A growing number of companies are amassing enormous IP portfolios, often purchasing patents from underfunded inventors. Those in the warehouse patent business generally have no intention of bringing these inventions to market; they profit through licensing and litigation. Oftentimes the purchased patents have overly broad claims, allowing these “patent trolls” to bully would-be infringers into a licensing agreement. Those who refuse find themselves in court and are forced to spend huge sums on their legal defense.
The International Trade Commission (ITC) is a valuable resource in preventing the importation of counterfeit goods. While the ITC cannot award damages, they can issue exclusion orders that will keep infringing products out of the United States. These orders are generally much easier to obtain than court ordered injunctions.

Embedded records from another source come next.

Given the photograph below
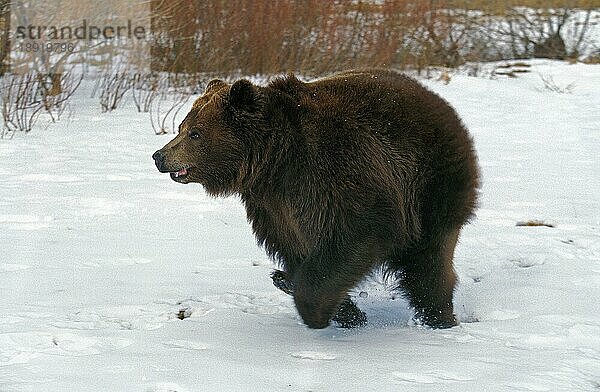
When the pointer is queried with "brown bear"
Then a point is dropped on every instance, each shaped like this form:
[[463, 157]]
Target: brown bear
[[358, 172]]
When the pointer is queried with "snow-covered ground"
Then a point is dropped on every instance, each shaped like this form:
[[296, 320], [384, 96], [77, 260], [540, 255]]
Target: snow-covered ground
[[100, 253]]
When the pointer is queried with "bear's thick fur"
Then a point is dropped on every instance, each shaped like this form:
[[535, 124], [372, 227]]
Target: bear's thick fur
[[357, 172]]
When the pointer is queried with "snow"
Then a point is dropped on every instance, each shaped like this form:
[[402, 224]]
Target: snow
[[101, 255]]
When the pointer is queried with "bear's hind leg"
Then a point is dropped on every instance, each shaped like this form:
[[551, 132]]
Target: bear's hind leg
[[322, 282], [348, 315], [427, 278]]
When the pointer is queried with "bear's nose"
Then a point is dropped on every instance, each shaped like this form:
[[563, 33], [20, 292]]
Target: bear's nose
[[159, 159]]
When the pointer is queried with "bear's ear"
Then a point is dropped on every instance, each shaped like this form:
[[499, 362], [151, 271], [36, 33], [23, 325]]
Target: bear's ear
[[242, 94], [213, 86]]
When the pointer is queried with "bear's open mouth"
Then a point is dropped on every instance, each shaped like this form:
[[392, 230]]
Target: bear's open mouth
[[180, 174]]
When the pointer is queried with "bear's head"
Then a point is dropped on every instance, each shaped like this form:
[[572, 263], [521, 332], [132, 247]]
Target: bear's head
[[213, 146]]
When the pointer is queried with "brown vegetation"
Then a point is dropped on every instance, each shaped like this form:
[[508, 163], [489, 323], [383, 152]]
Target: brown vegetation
[[315, 37]]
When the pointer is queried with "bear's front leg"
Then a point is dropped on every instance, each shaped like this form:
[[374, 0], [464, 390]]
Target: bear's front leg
[[348, 315]]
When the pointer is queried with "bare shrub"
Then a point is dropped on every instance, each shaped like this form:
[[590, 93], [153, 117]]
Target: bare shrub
[[143, 90], [173, 92], [551, 85], [113, 86], [56, 90], [20, 106]]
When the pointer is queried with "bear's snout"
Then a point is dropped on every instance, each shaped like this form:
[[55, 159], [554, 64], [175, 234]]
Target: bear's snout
[[159, 160]]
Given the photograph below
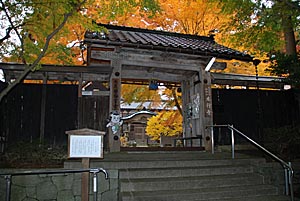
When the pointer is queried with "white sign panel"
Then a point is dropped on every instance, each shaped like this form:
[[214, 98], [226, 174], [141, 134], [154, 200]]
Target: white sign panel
[[83, 146]]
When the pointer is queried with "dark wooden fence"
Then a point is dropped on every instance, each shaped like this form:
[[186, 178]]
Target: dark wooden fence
[[253, 111], [22, 111]]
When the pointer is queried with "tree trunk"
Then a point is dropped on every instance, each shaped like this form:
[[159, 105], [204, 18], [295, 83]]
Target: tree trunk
[[289, 35]]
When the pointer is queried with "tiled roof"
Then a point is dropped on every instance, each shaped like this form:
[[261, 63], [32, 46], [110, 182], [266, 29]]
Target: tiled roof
[[173, 42]]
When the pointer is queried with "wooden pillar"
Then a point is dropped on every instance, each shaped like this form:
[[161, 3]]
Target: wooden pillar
[[186, 108], [43, 108], [114, 105], [79, 102], [207, 114]]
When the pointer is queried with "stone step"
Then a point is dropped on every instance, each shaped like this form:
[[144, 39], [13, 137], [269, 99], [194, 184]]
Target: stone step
[[184, 171], [165, 163], [178, 183], [255, 198], [238, 192]]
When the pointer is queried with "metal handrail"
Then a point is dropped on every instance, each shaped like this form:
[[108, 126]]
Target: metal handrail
[[289, 172], [94, 171]]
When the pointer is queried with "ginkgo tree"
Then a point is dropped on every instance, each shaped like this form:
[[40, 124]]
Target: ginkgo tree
[[167, 123]]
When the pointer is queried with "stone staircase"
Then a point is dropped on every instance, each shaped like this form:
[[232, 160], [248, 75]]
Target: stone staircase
[[187, 177], [191, 176]]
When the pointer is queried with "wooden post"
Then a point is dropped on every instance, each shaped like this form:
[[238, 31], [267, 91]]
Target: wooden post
[[43, 108]]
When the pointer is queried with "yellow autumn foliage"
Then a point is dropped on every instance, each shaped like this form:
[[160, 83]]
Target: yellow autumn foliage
[[167, 123]]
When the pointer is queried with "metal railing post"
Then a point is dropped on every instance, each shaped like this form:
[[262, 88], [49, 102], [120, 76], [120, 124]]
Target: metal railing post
[[286, 183], [8, 187], [232, 142], [95, 187], [290, 173], [288, 170], [212, 140]]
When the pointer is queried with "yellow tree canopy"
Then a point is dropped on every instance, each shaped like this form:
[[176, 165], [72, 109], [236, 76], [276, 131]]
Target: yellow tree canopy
[[167, 123]]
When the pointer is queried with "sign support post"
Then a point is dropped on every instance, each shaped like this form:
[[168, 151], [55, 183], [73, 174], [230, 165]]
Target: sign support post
[[85, 144]]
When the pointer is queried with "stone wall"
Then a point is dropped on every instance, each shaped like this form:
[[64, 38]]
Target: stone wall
[[60, 187]]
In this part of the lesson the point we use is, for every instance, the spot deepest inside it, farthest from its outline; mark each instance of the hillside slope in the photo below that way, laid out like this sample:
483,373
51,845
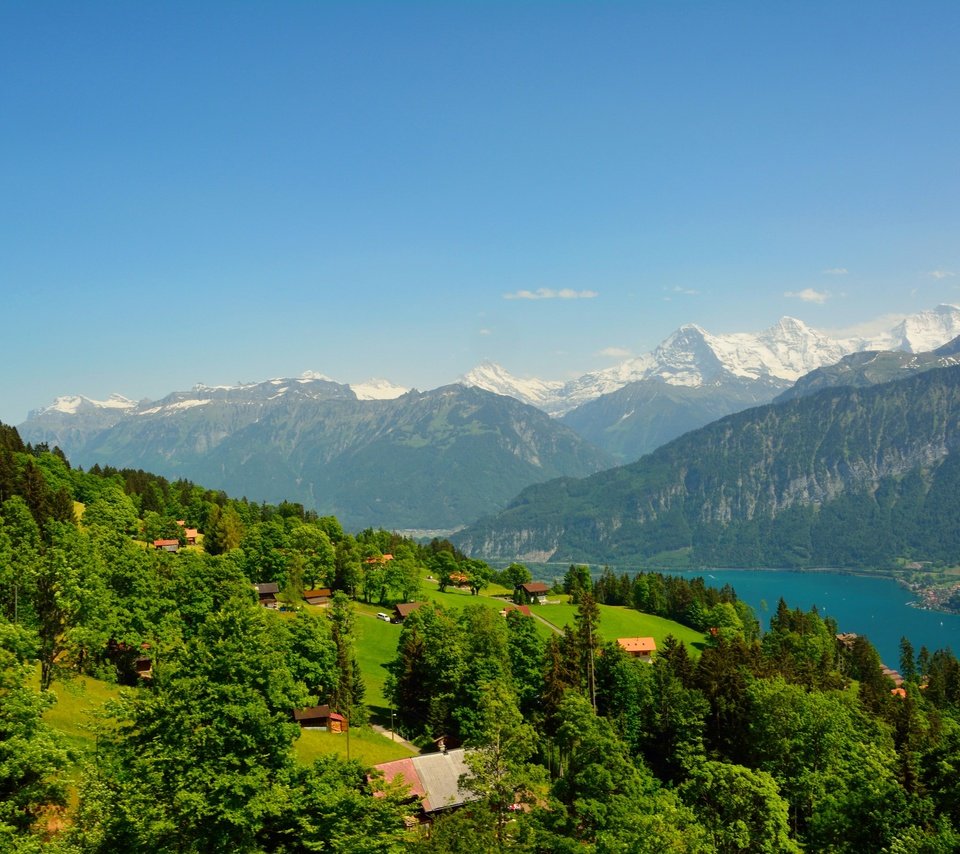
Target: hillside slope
430,460
842,477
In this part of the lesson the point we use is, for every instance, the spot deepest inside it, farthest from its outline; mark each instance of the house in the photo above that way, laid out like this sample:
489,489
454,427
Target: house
320,717
642,648
267,592
144,667
189,534
847,639
319,596
434,778
167,545
535,591
404,610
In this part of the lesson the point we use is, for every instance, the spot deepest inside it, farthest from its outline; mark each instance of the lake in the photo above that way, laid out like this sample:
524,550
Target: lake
876,607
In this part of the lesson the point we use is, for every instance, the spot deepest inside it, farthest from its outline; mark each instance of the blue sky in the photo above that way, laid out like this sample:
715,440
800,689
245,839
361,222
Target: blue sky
221,192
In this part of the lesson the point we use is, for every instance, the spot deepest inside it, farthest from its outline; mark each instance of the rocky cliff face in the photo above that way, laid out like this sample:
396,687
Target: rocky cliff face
733,491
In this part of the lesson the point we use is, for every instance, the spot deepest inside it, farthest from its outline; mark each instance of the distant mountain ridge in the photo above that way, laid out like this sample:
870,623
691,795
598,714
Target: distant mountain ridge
436,459
693,357
842,477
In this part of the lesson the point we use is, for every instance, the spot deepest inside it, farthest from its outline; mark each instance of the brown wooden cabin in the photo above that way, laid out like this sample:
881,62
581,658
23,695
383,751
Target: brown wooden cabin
321,717
404,610
535,591
319,596
267,592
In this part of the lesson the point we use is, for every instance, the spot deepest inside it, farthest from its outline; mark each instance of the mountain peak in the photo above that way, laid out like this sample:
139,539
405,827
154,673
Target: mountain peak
378,389
73,404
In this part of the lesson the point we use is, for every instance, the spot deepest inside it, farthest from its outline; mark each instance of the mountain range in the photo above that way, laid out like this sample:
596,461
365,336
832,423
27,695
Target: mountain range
851,476
378,454
424,460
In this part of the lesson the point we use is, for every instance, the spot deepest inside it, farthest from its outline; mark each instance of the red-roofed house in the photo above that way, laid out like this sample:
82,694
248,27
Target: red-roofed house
167,545
642,648
535,591
404,610
433,778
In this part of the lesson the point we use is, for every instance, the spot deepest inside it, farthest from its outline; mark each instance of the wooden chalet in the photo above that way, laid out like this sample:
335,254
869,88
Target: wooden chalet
189,534
642,648
167,545
321,717
535,591
144,667
404,610
319,596
433,778
267,592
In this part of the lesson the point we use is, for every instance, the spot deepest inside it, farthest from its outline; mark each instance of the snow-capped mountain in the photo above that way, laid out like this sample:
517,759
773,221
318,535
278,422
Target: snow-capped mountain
378,389
693,357
494,378
74,404
918,333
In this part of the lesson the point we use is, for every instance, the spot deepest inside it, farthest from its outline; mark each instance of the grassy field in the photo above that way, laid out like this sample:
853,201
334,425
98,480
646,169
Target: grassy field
376,645
74,714
618,622
370,747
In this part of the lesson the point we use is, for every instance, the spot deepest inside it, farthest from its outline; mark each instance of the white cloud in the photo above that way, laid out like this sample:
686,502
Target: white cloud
615,352
808,295
550,293
866,329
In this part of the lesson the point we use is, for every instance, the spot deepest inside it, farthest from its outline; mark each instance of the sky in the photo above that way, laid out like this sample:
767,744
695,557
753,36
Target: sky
223,192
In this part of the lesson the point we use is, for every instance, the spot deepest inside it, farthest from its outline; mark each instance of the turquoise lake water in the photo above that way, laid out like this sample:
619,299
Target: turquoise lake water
876,607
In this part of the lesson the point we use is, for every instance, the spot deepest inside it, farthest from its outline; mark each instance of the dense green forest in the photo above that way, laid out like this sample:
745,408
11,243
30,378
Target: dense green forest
783,740
845,477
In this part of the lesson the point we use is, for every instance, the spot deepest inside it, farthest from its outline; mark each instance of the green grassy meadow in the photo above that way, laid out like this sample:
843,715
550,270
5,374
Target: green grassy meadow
370,747
619,622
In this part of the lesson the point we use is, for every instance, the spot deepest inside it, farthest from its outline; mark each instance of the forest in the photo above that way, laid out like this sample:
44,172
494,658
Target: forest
788,737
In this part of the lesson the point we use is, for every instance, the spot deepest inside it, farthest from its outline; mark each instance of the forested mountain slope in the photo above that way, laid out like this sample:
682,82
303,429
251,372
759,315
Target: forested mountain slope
643,415
435,459
842,477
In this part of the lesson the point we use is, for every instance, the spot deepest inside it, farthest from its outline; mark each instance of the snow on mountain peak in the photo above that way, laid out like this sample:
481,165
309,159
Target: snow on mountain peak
495,378
378,389
922,332
71,404
307,376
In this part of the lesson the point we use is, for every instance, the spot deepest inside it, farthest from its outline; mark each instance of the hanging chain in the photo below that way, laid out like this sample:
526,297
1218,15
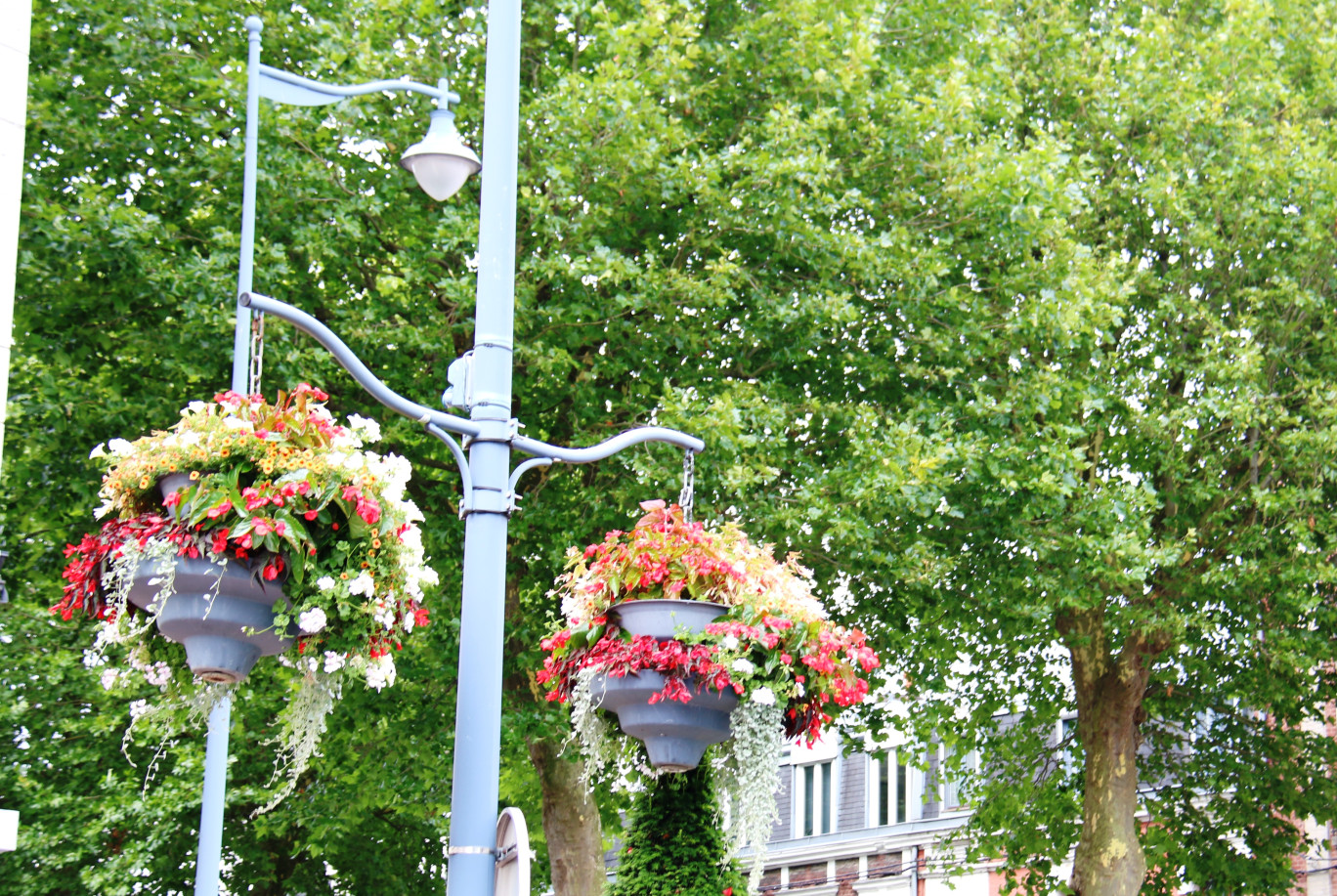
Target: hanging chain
689,483
257,352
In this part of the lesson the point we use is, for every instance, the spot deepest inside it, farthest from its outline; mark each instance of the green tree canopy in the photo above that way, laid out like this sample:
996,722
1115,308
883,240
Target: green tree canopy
1013,320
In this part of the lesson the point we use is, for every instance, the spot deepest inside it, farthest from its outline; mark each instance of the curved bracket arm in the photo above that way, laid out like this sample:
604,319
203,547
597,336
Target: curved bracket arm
294,90
610,447
351,363
465,476
526,467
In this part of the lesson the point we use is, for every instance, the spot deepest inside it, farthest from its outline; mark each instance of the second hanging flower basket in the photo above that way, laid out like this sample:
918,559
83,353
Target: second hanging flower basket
246,529
696,637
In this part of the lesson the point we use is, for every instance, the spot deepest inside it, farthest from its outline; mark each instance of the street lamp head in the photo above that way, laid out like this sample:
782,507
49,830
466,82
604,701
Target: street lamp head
440,160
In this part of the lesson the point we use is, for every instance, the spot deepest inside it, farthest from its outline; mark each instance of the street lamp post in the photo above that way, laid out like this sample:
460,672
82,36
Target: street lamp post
480,384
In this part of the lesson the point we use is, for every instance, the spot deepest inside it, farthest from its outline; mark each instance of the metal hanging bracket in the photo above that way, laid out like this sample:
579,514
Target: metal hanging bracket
460,376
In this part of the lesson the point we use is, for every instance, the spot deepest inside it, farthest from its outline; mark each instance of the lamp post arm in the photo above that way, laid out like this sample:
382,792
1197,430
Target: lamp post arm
359,370
294,90
607,448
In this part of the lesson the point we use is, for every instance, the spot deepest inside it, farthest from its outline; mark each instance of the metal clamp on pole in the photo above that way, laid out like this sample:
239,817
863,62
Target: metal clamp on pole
471,851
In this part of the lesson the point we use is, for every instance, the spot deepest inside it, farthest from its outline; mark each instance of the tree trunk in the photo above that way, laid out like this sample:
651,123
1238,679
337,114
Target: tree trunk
1108,859
570,824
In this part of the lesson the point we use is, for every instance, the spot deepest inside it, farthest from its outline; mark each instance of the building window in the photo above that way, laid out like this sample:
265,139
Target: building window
888,790
814,798
956,791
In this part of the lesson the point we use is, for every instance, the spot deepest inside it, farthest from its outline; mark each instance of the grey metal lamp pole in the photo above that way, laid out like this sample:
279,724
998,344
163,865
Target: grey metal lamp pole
480,384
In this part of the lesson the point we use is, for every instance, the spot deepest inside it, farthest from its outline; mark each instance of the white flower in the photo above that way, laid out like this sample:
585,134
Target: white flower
158,674
369,430
363,584
410,512
312,620
412,537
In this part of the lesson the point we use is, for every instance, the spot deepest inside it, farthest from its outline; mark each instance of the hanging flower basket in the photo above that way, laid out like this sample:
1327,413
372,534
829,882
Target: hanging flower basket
245,529
220,610
675,733
696,637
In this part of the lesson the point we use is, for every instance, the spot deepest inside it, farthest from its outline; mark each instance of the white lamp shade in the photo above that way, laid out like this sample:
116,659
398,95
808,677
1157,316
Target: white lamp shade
440,160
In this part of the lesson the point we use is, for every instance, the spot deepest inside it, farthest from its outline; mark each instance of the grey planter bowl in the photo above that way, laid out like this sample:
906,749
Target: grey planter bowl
661,619
675,735
210,612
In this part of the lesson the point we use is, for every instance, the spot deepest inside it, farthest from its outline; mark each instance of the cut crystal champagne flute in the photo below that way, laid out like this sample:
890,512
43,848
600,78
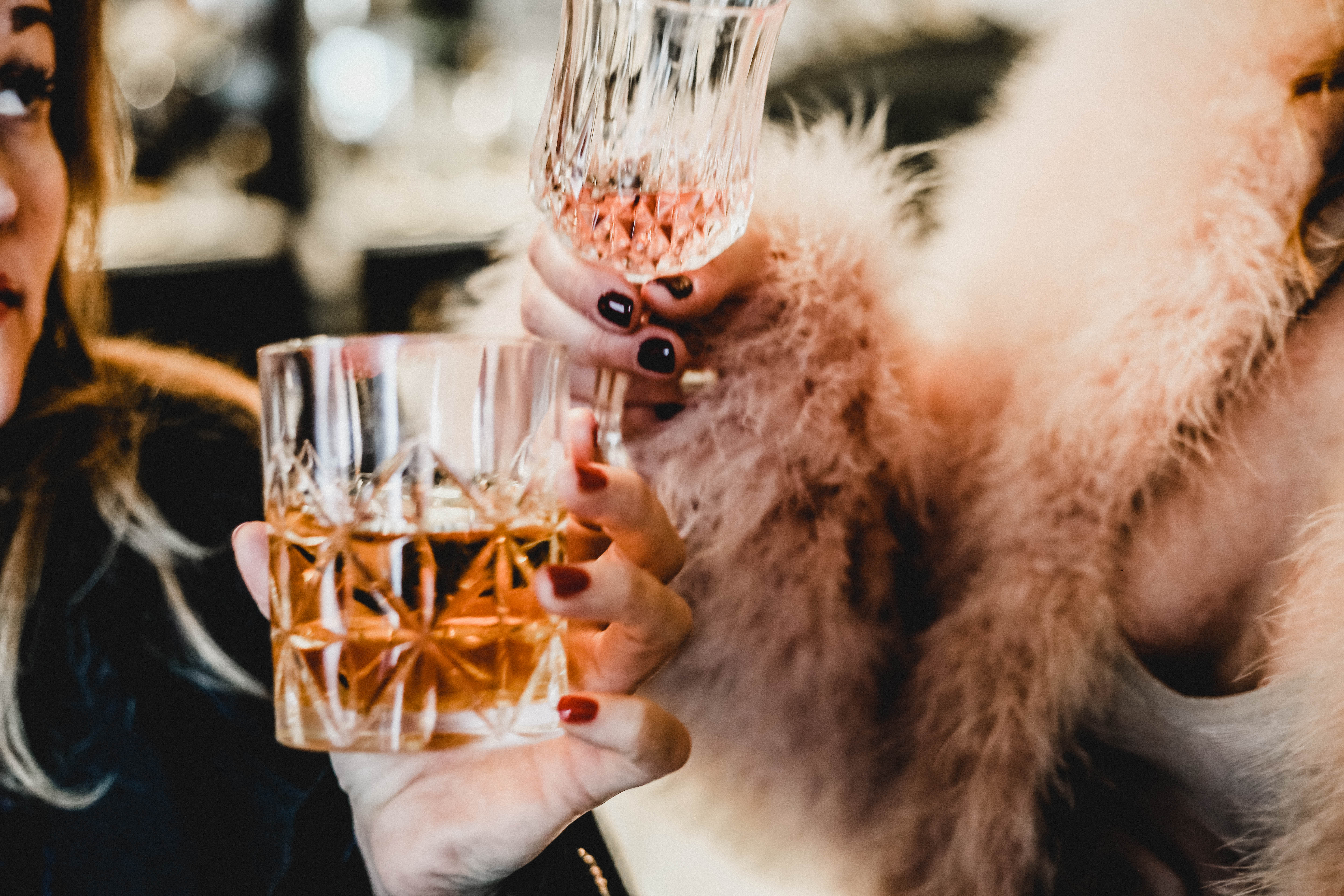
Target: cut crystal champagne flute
646,156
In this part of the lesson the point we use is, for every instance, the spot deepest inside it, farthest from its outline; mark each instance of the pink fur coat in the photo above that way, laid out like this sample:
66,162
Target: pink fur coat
916,498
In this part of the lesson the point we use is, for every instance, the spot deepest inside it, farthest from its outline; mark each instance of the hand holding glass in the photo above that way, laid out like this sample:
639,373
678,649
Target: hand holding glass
646,158
410,492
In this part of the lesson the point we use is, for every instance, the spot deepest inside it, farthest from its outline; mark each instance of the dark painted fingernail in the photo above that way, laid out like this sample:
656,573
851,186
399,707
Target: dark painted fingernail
591,477
569,581
577,710
679,287
617,310
658,357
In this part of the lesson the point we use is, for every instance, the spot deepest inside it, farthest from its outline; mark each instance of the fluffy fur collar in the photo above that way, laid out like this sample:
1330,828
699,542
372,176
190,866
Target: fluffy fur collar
1109,279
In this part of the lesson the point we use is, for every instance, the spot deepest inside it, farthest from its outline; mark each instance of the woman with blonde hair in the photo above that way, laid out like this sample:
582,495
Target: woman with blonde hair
136,742
1014,532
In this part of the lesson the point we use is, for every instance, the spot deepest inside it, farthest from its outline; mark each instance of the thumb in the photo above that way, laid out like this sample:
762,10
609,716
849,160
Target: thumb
252,554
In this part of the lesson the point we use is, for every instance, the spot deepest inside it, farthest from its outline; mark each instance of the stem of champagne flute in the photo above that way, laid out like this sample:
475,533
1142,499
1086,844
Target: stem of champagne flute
608,408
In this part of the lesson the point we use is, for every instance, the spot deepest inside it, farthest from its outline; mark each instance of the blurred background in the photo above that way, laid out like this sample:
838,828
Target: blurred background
341,166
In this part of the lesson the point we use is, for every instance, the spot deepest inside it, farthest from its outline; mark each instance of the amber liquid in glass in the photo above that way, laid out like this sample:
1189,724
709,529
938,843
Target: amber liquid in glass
404,633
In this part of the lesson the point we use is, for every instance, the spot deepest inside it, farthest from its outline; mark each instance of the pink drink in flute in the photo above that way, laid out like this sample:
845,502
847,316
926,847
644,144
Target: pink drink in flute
646,156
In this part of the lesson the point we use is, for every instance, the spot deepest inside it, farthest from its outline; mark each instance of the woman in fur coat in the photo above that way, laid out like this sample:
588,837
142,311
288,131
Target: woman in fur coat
1014,539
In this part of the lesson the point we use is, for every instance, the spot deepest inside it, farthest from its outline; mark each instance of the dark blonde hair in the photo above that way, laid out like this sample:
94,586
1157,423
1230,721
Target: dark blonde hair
62,385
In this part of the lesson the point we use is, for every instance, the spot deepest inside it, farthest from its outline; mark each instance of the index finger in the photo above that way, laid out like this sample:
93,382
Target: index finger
697,293
597,292
622,504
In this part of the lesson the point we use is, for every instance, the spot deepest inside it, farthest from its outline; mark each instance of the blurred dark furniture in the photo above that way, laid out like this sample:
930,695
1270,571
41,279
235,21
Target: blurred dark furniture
225,310
405,287
933,85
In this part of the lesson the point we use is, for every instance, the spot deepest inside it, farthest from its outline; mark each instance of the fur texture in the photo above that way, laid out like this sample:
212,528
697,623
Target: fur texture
1109,281
788,484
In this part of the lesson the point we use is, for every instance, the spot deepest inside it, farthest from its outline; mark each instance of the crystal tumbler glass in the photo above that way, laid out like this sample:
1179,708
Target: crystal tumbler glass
410,492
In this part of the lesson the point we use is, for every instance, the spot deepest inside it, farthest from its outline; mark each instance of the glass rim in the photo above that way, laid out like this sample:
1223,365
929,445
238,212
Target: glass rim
700,7
295,346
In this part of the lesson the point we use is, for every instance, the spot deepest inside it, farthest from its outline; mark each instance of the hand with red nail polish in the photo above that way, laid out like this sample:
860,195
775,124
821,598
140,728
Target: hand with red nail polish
462,821
576,710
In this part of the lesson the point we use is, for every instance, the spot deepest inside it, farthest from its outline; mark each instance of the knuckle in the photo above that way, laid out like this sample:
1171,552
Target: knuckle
597,346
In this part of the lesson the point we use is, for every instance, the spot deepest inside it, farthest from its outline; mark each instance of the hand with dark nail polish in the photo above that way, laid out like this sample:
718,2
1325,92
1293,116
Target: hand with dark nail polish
617,310
679,287
658,357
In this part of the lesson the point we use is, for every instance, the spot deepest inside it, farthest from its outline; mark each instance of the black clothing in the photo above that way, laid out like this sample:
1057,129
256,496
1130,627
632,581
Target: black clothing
200,796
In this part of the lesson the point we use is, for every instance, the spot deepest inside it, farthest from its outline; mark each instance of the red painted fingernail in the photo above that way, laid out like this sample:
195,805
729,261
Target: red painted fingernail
577,708
569,581
591,477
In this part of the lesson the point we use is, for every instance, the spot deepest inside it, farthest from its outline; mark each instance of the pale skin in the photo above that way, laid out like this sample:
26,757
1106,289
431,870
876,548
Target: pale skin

A court in the United Kingdom recently held that Nestle cannot trademark the shape of its chocolate Kit Kat bar. This may pave the way for competitors such as Cadbury to make a similarly shaped bar. Nestle plans to appeal this decision.
The Plaintiff artist in this case claimed that she was approached to create an advertising campaign for Starbucks. She declined but argued that Starbucks stole the core of her style, creating an ad that had the same shapes and colors as much of her art. While “look and feel” claims are common in Copyright suits, “style” is not protectable under copyright law. The fact that Starbucks used similar shapes and colors was not sufficient to support her claim and the suit was dismissed.
Irish fast food chain, Supermac, has successfully challenged McDonald’s EU trademark BIG MAC. After reviewing the mark, the EU Intellectual Property Office found that evidence submitted by McDonald’s was insufficient to support its use. The BIG MAC trademark registration was canceled and Supermac is now free to expand within the UK and EU.